Monday, October 19, 2009

10/19 Link Dump

The Jewish Music Report looks at some "Alternative Jewish Music: Great Artists." There are many frum artists with international reputations. It's nice to see a site that primarily focuses on commercial Chassidic pop music take a look at some of these artists.

While we're on the subject... this is a good place to mention Rabbi Greg Wall's installation as rabbi of the Sixth Street Synagogue in NYC. To celebrate, the shul is having a concert retrospective, looking at Wall's musical work over the past twenty years. Several of his projects will be performing, including Hassidic New Wave, Later Prophets, Klezmerfest, Unity Orchestra, and more.

The installation/concert (and Greg's 50th B-day celebration) will take place at the Sixth Street Synagogue on October 31, 2009 at 8:30pm. The address is 325 E. 6th St. (between 1st and 2nd) and admission is $18 at the door.


Neshama Carlebach's new record, a collaboration with the Green Pastures Baptist Church choir is now out. You can listen to the album and buy ithere.

Marching on Mein Shtetl Yass. Check out their other clips, these guys are good! The leader of that band, Na'or Carmi has a new collaboration with clarinetist Chilik Frank that's also well worth checking out. You can hear a clip off that project here.

Over at DovBear, a post on Simchat Torah: " Why don't the Women Dance?

David J. Hahn posts on "Motivating Musicians as a Bandleader."

Hey, it's another Ortho boys choir!The Yitzy Bald Boys Choir.

Ha'aretz interviewed Menachem Philip in an article on people who've left Orthodoxy,"The Ties That Continue To Bind."Ha'aretz interviewed Menachem Philip.
Filmmaker Meni Philip, formerly a well-known famous Haredi (ultra-Orthodox) singer, who recently presented his short film "Sinner," at the festival in Venice, says he is sometimes suddenly "thrown back" to his previous self. For example, when he choked up upon hearing a song by Haredi singer Mordechai Ben David on the radio. Philip himself recently embarked on a journey to learn about secular music, and discovered the Beatles and classical music. He has also shed any "religious jargon," as he describes it, in his own singing. But, in spite of everything, he admits, there is Haredi music that touches him deeply, "because of your childhood. It makes your stomach do flip-flops."

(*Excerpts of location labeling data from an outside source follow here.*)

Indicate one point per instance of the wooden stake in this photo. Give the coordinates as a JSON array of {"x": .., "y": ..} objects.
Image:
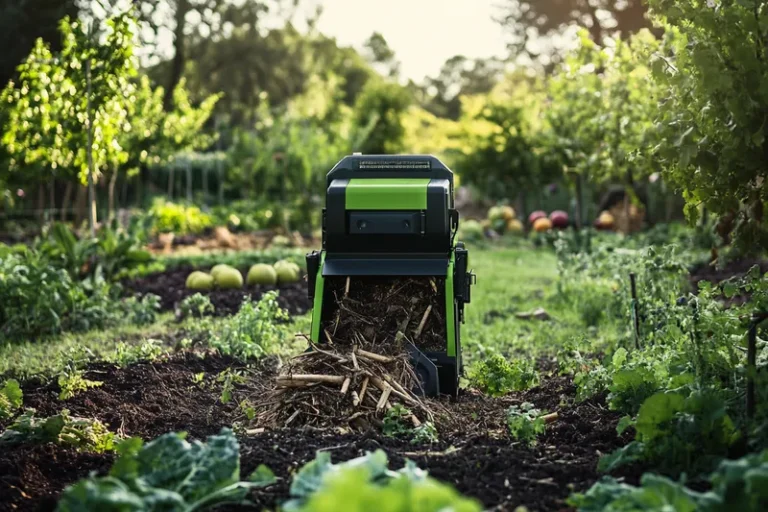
[
  {"x": 363, "y": 388},
  {"x": 384, "y": 398},
  {"x": 423, "y": 321},
  {"x": 374, "y": 357},
  {"x": 330, "y": 379}
]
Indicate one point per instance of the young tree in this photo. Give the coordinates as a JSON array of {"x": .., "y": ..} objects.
[{"x": 714, "y": 113}]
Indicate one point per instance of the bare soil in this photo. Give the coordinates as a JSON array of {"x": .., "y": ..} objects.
[{"x": 474, "y": 453}]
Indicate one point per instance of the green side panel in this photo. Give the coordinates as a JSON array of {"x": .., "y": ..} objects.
[
  {"x": 387, "y": 194},
  {"x": 317, "y": 306},
  {"x": 449, "y": 310}
]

I met with Philip, who has been "outside" for nine years, to discuss a heartrending scene in his documentary film "Let There Be Light" (2007), which recounts his personal story and that of his brother, who also left religious life. The scene takes place at a Purim party organized by Hillel, a nonprofit Israeli organization catering to those who leave the ultra-Orthodox community. Philip performed one of his melancholy hits from the past - "Rabbi Ishmael Said" - before an audience of people who were no longer Orthodox. Dressed in totally secular clothes, in some cases to an extreme because of Purim, they sang along with him, in tears.

"Usually those who have recently left religion refuse to hear such songs," says Philip, "but it was Purim and it was appropriate. After all, I used to be their singer, when they were ultra-Orthodox. They simply melted."
Finally, some video over at Vos Iz Neias ... " MBD: Zealots Slander Jewish Concerts With Fabricated Lies."